From the linked page:
The downside of using assumeUnique's convention-based usage is that at this time there is no formal checking of the correctness of the assumption; on the upside, the idiomatic use of assumeUnique is simple and rare enough to be tolerable.

I believe D offers only nullable references out of tradition, and it would be a massive breaking change. As I said before, the non-nullable class reference to a C should be C, whereas the nullable reference is the oddity that deserves the stigmatic name C? or Nullable!C or similar.

I would love to see such a massively breaking change, yes yes, I have no qualms smashing porcelain for a small extra gain. But I'm not everybody. >_>;; And when your language is used in the industry, this might well be infeasible.

-- Simon

Simon

Lix 1v1

I want to play Lix 1v1 on highly swingy maps, where a few mistakes lose a game in one shot and then you immediately play the same map again. The games are so rapid that even though you care about winning, the actual outcome never sticks in mind for long afterwards.

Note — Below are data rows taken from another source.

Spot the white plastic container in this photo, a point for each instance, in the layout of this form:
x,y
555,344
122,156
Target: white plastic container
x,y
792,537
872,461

geoo has always loved to play in this style, but anybody is welcome as a 1v1 opponent. I merely know that geoo shares this taste in maps. I've shied away from heavyweight multitasking maps like Chasing Upwards, but I miss that also.

Maybe the nuke-exploders should be instant for an even more rapid series of games?

Discord

Closed-source, invasive privacy policy, bloated, and slow. Use IRC for chat, public logs and a forum for archiving, and Mumble for voicechat. There is vector.im as an open-source Discord alternative but I haven't ever heard about it outside of very narrow search queries for Discord alternatives.

The massive downside of forums is that you must register for every single one separately. Sadly, github issues is not a good forum. :lix-evil:

Type popcorn

Rant from 2012, before Python got optional type annotations: Abscissa's Why I Hate Python (Or Any Dynamic Language, Really) -- A stab at type errors and missing-variable errors that a compiler would catch. The rant generated 74 comments, it's a phenomenal popcorn thread (= you can read it like you would watch an exciting action movie, munching popcorn along the way).

I still miss the non-null class refs in D. Good thing I occasionally re-read my own posts here, very instructive because the reasoning and implementation pitfalls aren't easy to keep in mind completely. >_>

-- Simon

Colorful Arty

I'd take Python Type Errors over C/C++ Segmentation faults ANY DAY. At least the Type Error tells you WHERE it happened for a quick and easy fix.